La cosa es que yo, que no soy femenina, nazco de una mujer (femenina, claro), que es mi principio, mi causalidad. Pero no fui su causa, aunque ser 'yo' implica una casualidad, porque podría ser otro 'yo'. Así que, si soy una casualidad será por alguna causa, y supongo que la causalidad de todo está al principio... ¿soy, por lo tanto, femenina? Creo que no.

Creo que, a pesar de este rollo, ya no me sorprenden las casualidades. Ya no me dejo impresionar por las cosas, por mucho que me puedan impactar se quedan ahí, en el impacto, en el golpe fuerte en el cerebro. Después, lo asimilo y no dejo avanzar el río de sorpresa e impresión que llegaría hasta mi cara. Mis padres me dicen, muchas veces, que de pequeño era muy espontáneo, reaccionaba riendo y abriendo mucho los ojos ante cualquier novedad.

Parece ser que he perdido esa habilidad. Esa espontaneidad era el reflejo de que las casualidades me sorprendían, de que las causas que no conocía me impactaban. Era, dicen, muy impresionable. Todo está relacionado. Ahora las cosas impactantes las absorbo desde el principio para que no queden reflejadas y aparezcan desde alguna mueca. Las casualidades se han convertido en meras circunstancias de mi vida.
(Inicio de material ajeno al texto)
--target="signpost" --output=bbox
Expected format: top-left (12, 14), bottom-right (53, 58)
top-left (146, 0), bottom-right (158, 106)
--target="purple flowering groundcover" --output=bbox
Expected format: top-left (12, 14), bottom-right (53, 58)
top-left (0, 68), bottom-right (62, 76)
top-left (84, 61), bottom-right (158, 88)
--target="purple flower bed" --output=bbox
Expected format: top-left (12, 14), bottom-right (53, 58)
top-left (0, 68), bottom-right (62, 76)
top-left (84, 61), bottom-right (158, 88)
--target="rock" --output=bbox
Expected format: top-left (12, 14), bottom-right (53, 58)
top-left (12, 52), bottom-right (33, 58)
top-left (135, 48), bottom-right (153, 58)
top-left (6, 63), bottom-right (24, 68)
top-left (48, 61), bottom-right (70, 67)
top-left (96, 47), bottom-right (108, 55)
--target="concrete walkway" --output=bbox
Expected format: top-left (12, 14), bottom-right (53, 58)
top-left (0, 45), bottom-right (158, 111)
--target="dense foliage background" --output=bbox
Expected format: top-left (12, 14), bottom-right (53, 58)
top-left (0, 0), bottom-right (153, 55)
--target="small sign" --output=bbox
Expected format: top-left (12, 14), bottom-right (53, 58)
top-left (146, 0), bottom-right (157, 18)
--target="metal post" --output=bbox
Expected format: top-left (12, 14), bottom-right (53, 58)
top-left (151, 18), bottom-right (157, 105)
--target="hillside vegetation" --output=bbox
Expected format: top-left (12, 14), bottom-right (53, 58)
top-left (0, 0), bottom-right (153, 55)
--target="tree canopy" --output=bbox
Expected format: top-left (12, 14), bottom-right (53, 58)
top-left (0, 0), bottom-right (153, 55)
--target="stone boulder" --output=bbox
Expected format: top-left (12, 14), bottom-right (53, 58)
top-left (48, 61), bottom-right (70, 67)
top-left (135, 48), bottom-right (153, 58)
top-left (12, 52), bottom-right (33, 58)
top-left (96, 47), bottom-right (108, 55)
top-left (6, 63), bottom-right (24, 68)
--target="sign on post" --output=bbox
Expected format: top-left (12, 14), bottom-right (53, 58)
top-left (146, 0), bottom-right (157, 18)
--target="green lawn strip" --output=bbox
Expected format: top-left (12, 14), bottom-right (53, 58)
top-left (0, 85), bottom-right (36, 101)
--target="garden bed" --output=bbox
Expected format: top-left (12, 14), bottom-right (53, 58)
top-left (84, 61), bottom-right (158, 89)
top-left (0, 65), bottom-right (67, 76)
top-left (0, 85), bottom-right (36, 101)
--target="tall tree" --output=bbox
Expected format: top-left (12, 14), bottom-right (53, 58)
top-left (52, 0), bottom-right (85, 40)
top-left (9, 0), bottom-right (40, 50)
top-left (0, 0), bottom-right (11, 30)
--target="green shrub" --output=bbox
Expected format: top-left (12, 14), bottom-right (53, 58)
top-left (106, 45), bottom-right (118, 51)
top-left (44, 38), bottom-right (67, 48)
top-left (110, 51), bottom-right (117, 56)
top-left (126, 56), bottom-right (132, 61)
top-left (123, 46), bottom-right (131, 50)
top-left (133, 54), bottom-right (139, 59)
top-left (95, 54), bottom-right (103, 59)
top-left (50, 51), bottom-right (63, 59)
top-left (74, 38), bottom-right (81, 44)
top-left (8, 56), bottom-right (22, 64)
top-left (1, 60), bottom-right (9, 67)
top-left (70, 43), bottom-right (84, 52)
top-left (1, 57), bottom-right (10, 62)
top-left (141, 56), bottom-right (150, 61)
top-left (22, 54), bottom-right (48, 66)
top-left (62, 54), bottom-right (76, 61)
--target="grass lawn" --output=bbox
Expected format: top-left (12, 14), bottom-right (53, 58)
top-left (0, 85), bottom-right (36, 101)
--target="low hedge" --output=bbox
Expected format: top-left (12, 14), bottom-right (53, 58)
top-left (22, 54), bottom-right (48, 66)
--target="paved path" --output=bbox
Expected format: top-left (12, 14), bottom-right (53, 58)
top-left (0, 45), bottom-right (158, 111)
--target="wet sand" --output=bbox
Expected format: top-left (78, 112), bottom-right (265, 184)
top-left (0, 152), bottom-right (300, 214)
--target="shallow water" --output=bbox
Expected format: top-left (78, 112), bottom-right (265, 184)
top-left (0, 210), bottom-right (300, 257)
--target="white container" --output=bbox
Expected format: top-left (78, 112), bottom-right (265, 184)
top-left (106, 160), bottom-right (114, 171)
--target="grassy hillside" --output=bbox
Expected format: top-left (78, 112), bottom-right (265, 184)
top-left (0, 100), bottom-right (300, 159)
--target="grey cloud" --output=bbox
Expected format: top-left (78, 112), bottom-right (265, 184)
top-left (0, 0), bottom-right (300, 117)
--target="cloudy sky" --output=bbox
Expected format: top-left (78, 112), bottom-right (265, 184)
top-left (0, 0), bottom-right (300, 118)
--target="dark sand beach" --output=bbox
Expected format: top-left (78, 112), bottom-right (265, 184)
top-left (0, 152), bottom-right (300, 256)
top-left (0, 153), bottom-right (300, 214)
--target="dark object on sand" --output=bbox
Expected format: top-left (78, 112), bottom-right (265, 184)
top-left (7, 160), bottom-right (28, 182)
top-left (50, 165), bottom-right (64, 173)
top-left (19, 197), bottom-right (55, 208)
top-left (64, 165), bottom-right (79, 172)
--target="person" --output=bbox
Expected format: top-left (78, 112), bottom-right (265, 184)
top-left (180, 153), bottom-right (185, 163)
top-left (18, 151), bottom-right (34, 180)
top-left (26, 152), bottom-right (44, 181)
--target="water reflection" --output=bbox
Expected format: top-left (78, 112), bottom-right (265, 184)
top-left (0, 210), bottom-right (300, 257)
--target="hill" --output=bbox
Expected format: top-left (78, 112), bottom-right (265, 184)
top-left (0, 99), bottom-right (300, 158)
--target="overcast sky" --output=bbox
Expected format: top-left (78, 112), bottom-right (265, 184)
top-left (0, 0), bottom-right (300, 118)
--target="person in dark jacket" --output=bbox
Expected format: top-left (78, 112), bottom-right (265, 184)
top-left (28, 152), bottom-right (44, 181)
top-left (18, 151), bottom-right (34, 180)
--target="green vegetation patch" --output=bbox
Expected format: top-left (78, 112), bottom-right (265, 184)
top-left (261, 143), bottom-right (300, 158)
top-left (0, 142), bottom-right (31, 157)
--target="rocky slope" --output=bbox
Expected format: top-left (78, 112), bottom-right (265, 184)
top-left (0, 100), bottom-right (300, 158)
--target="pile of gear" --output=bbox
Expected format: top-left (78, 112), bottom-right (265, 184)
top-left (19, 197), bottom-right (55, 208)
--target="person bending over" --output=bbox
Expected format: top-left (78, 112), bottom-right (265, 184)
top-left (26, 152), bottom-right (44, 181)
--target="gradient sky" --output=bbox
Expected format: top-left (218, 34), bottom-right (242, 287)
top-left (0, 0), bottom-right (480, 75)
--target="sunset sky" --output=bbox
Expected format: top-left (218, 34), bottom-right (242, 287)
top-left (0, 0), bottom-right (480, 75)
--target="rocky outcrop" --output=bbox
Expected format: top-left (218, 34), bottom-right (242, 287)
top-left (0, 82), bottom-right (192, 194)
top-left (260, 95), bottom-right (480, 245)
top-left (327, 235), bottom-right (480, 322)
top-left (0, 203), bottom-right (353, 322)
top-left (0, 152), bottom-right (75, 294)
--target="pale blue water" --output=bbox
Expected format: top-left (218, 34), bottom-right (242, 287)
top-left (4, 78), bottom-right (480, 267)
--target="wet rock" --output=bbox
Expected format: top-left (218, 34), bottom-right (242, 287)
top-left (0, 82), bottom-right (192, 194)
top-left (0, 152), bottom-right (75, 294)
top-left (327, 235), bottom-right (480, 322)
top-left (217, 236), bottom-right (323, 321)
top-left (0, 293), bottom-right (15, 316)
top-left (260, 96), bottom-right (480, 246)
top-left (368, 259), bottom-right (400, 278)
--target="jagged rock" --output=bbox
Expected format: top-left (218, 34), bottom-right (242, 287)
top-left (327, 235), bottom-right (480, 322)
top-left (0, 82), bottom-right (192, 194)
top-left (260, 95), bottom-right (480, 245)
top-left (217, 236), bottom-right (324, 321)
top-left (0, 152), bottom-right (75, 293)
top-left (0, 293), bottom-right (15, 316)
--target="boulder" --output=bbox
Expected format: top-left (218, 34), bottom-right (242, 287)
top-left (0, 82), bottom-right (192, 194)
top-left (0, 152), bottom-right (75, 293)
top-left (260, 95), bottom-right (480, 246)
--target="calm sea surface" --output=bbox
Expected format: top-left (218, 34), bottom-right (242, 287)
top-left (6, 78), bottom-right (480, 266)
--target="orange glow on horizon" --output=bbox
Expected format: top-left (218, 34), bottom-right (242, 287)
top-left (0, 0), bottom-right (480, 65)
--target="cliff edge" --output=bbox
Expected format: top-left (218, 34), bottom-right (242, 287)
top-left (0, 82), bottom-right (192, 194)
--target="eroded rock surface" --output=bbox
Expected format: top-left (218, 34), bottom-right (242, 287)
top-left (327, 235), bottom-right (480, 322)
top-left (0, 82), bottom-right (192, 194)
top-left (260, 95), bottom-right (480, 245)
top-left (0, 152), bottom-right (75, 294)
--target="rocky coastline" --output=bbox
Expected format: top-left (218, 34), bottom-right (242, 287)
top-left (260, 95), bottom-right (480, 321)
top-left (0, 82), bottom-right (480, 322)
Recuerdo la última vez que me sorprendí, la última vez que la casualidad hizo mella en mí. Fue impactante; el corazón saltó bruscamente, el estómago se encogió y abrí los ojos tanto como me fue posible. Duró poco, unos tres segundos, pero fue bastante intenso.

Admito que ahora estoy receptivo para ser sorprendido de nuevo. Busco unir todas las casualidades que me han traído hasta Madrid y convertirlas en una causa. Quiero poder decir que Madrid fue la causalidad de algo.

Hasta que la casualidad me alcance, amigos.